Sitting around a fire with our new friends that night, they told us to visit them if we ever came to Europe, and we said we would. My friend and I promised each other that he would learn German, I would learn French, and we’d make a trip there a few years later.

My friend did not learn German and to my knowledge never gave it another thought. (In hindsight I remember one of the Germans saying, “Oh, but you won’t be able to learn German! It’s too hard!) I did try in French though. I attended classes for a few years, bought flash cards and Michel Thomas CDs, and joined whatever mid-2000s language-learning websites there were. I was really into it.

I studied regularly and with great passion for the language, and also for my vision as a person who spoke impeccable French and maybe lived in Paris half the year. However, I didn’t do most of the things language teachers say to do, such as reading French news articles, or having conversations in French with native speakers. That stuff seemed a little extreme to me, or at least a little messy. I would do it later perhaps.

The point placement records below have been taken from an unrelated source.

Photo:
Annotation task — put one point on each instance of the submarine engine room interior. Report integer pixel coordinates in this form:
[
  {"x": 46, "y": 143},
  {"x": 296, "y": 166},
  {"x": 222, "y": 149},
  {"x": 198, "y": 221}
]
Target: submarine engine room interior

I remember believing I had some special insight into the language-learning process. My French teachers said my accent was impressive, and I knew that I knew some things many people didn’t. The accent is part of the language, first of all. It is to be worked on as much as the vocabulary. Also, you can’t depend on translating from English — you need to connect the real-world thing directly to the French term, marrying in your neurons the concept of cheese with the sound and mouth-feel of the word fromage. You must be able see a dog as un chien; you can’t first go to “dog” in your mind, because there’s no time for that.

Répétez: this is a chien

Because of my special insights, I was making progress without doing the other stuff the teacher recommended. Maybe if I got stuck I would try those other things.

Needless to say, twenty years later I do not speak French at all. Looking back, it’s clear that I didn’t learn the language for a simple reason: I didn’t do the things that the people who actually learn languages do. At the time, though, I did believe I was headed somewhere, despite my unorthodox (and admittedly unrigorous) approach. I really thought I was going about it in a particularly smart and insightful way. Which in hindsight sounds very dumb.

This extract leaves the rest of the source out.